PLANET EARTH IS home to some spectacular relics from bygone eras, constructions that seem to defy the technological capabilities of their time either because they’re too big, too heavy, or too complex.
As such, some suggest the ancient builders of the Egyptian pyramids, the Nasca lines, and others were following an extraterrestrial instruction manual. Perhaps the hands that crafted these sites weren’t really of this world.
To be sure, it’s fun to think about whether aliens have visited Earth. After all, humans are on the threshold of expanding our reach in space, and places like Mars are in our sight. But the truth is, there’s no evidence suggesting that aliens have ever been here. And invoking a supernatural explanation for some of the most monumental of human achievements means skipping over the fascinating ways in which prehistoric civilizations managed to make some of the largest and most enigmatic constructions on Earth.
The ancient fortress of Sacsayhuamán contrasts with Cusco’s modern buildings.
Outside the old Inca capital of Cusco, a fortress called Sacsayhuamán rests in the Peruvian Andes. Built from enormous stones that have been chiseled and stacked together like a jigsaw puzzle, some say Sacsayhuamán could be the work of an ancient civilization that had a little help from interstellar friends.

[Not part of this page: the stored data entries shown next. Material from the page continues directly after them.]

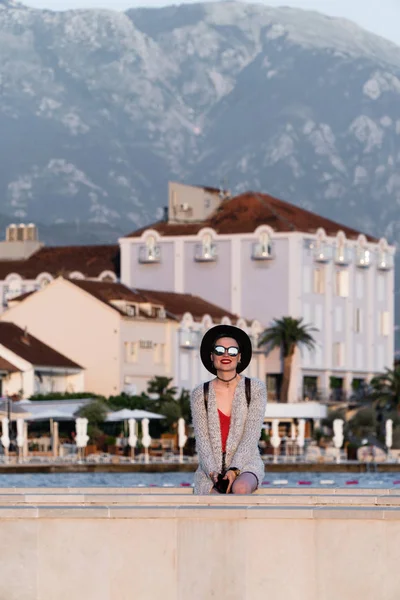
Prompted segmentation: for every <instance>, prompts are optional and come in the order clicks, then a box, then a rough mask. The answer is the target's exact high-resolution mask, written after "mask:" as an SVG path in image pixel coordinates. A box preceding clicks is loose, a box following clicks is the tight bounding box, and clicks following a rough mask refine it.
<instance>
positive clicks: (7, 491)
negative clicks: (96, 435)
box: [0, 488, 400, 600]
mask: <svg viewBox="0 0 400 600" xmlns="http://www.w3.org/2000/svg"><path fill="white" fill-rule="evenodd" d="M133 490H134V489H133ZM359 491H361V490H357V494H354V493H353V494H348V493H347V494H341V492H342V490H331V489H329V490H321V489H318V490H316V492H317V493H315V494H314V493H313V491H312V490H310V489H308V490H302V491H301V492H300V493H292V494H291V493H288V490H287V489H286V490H284V493H277V490H274V491H273V492H274V493H270V492H271V491H270V490H268V491H267V490H262V491H260V493H259V494H255V495H253V496H194V495H193V494H191V493H189V492H191V490H188V491H187V490H186V489H184V490H182V489H180V488H179V489H177V490H169V491H168V493H165V490H163V492H164V493H159V492H154V490H153V489H152V491H151V493H148V490H147V489H146V490H145V492H144V491H143V490H141V491H140V492H138V490H137V489H136V490H134V491H132V489H130V490H129V491H128V490H126V489H119V488H117V489H112V490H111V489H109V490H104V489H103V488H102V489H101V490H100V491H99V490H93V489H92V488H88V489H85V488H80V489H79V493H78V492H77V490H73V491H72V490H71V491H70V490H68V489H66V488H62V489H52V490H43V489H35V488H31V489H30V490H29V491H28V492H27V491H26V490H25V491H24V492H25V493H24V492H23V490H21V489H18V490H16V489H9V490H3V493H2V494H1V502H2V505H1V506H0V539H1V541H2V548H3V553H2V558H1V577H0V599H1V600H3V599H4V600H71V598H74V600H209V599H211V598H220V599H221V600H265V599H266V598H273V599H274V600H337V598H340V599H341V600H358V599H362V600H398V598H399V577H398V564H397V563H398V548H399V541H400V494H397V495H391V494H390V493H389V492H390V490H379V491H377V490H363V493H358V492H359ZM295 492H297V490H295Z"/></svg>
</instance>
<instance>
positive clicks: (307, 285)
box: [303, 266, 312, 294]
mask: <svg viewBox="0 0 400 600" xmlns="http://www.w3.org/2000/svg"><path fill="white" fill-rule="evenodd" d="M311 279H312V270H311V267H307V266H306V267H303V293H304V294H311Z"/></svg>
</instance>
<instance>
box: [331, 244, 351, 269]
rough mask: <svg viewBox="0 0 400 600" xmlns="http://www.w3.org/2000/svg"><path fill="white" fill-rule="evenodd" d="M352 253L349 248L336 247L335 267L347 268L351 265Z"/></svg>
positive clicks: (335, 256) (340, 246)
mask: <svg viewBox="0 0 400 600" xmlns="http://www.w3.org/2000/svg"><path fill="white" fill-rule="evenodd" d="M351 259H352V252H351V250H350V248H346V247H345V246H338V247H337V248H336V249H335V263H336V264H337V265H343V266H347V265H349V264H350V263H351Z"/></svg>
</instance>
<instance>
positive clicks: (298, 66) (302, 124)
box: [0, 0, 400, 241]
mask: <svg viewBox="0 0 400 600" xmlns="http://www.w3.org/2000/svg"><path fill="white" fill-rule="evenodd" d="M0 135H1V144H0V149H1V160H0V198H1V204H0V211H1V212H2V213H4V214H6V215H10V219H12V220H22V221H25V220H29V221H36V222H42V223H44V224H45V225H51V224H54V223H58V224H68V223H76V222H78V223H81V224H82V225H81V228H79V227H78V228H77V227H70V229H68V225H67V229H68V230H69V231H71V241H74V240H75V241H78V238H79V235H80V233H79V231H81V232H82V230H83V229H82V228H86V229H85V231H86V232H87V231H90V229H91V227H93V228H94V229H93V230H94V231H97V232H101V233H99V234H98V235H99V238H98V239H99V241H107V240H104V237H106V238H107V237H108V236H111V235H118V233H119V232H120V233H123V232H124V231H125V232H127V231H129V230H132V229H134V228H135V227H136V226H139V225H142V224H144V223H146V222H148V221H151V220H153V219H154V217H155V216H156V214H157V211H160V208H161V207H162V206H163V205H164V204H166V201H167V182H168V180H169V179H178V180H183V181H185V182H187V183H196V184H197V183H200V184H206V185H213V186H218V185H220V184H222V185H226V186H228V187H229V188H230V189H231V190H233V191H242V190H244V189H249V188H250V189H257V190H263V191H266V192H269V193H271V194H274V195H277V196H279V197H281V198H284V199H287V200H289V201H292V202H294V203H296V204H299V205H302V206H305V207H307V208H309V209H312V210H315V211H317V212H320V213H321V214H324V215H326V216H329V217H331V218H335V219H337V220H339V221H345V222H346V223H347V224H349V225H352V226H355V227H358V228H360V229H363V230H366V231H368V232H371V233H373V234H376V235H386V236H388V237H389V238H390V240H392V241H396V240H397V239H398V238H399V235H400V220H399V218H398V216H399V204H400V169H399V167H400V48H398V47H396V46H395V45H394V44H392V43H391V42H388V41H386V40H384V39H381V38H379V37H377V36H375V35H373V34H370V33H368V32H366V31H363V30H362V29H360V28H359V27H357V26H356V25H354V24H352V23H350V22H348V21H346V20H340V19H333V18H329V17H325V16H323V15H320V14H318V13H312V12H306V11H301V10H296V9H289V8H279V9H277V8H268V7H266V6H264V5H249V4H240V3H235V2H221V3H211V4H197V5H183V6H179V7H168V8H160V9H135V10H130V11H128V12H127V13H125V14H124V13H118V12H113V11H106V10H80V11H67V12H57V13H56V12H51V11H45V10H43V11H41V10H34V9H30V8H26V7H25V6H23V5H21V4H19V3H17V2H14V1H13V0H0ZM63 227H64V225H63ZM77 232H78V233H77ZM94 235H95V237H96V234H94ZM100 238H101V239H100Z"/></svg>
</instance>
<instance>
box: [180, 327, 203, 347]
mask: <svg viewBox="0 0 400 600" xmlns="http://www.w3.org/2000/svg"><path fill="white" fill-rule="evenodd" d="M198 342H199V334H198V333H197V332H195V331H185V330H182V331H180V332H179V345H180V347H181V348H197V346H198Z"/></svg>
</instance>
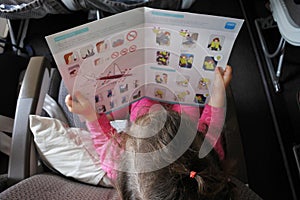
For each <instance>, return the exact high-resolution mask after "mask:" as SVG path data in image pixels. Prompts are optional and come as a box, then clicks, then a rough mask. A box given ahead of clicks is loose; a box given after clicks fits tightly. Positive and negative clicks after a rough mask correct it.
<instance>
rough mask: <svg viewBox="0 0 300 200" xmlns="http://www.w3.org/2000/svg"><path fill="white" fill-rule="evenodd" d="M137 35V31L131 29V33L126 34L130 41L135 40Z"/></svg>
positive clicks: (128, 40)
mask: <svg viewBox="0 0 300 200" xmlns="http://www.w3.org/2000/svg"><path fill="white" fill-rule="evenodd" d="M136 37H137V31H130V32H129V33H127V35H126V39H127V40H128V41H133V40H135V38H136Z"/></svg>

The 1,000-year-old interlocking fortress walls are made of rocks that weigh as much as 360 tons each, and which were carried more than 20 miles before being lifted and fit into place with laser-like precision.
How an ancient culture accomplished such a feat of engineering is a fun little problem to solve; turns out the Inca were as adept at building houses and fortified complexes as they were at watching the sky and keeping calendars. In fact, Sacsayhuamán isn’t the only example of this intricate masonry: Similar walls exist throughout the Inca Empire, including one in Cusco where a 12-angled stone has been carefully wedged into place.
More recently, archaeologists have uncovered traces of the rope-and-lever system the Inca used to transport stones from their quarries to their cities—a system that relied on strength and ingenuity, rather than alien architects.
A plane glides over an ancient spider geoglyph in the Peruvian desert.
On a high and dry plateau some 200 miles southeast of Lima, more than 800 long, straight white lines are etched into the Peruvian desert, seemingly at random. Joining them are 300 geometric shapes and 70 figures of animals, including a spider, monkey, and hummingbird.
The longest of the lines run straight as an arrow for miles. The biggest shapes stretch nearly 1,200 feet across and are best viewed from the air. Scientists suspect the Nasca drawings are as many as two millennia old, and because of their age, size, visibility from above, and mysterious nature, the lines are often cited as one of the best examples of alien handiwork on Earth. Otherwise, how would an ancient culture have been able to make such huge designs in the desert without being able to fly? And why?
Turns out, it’s rather easy to understand the how. Called geoglyphs, these enigmatic designs are made by removing the top, rust-colored layer of rocks and exposing the brighter white sand underneath.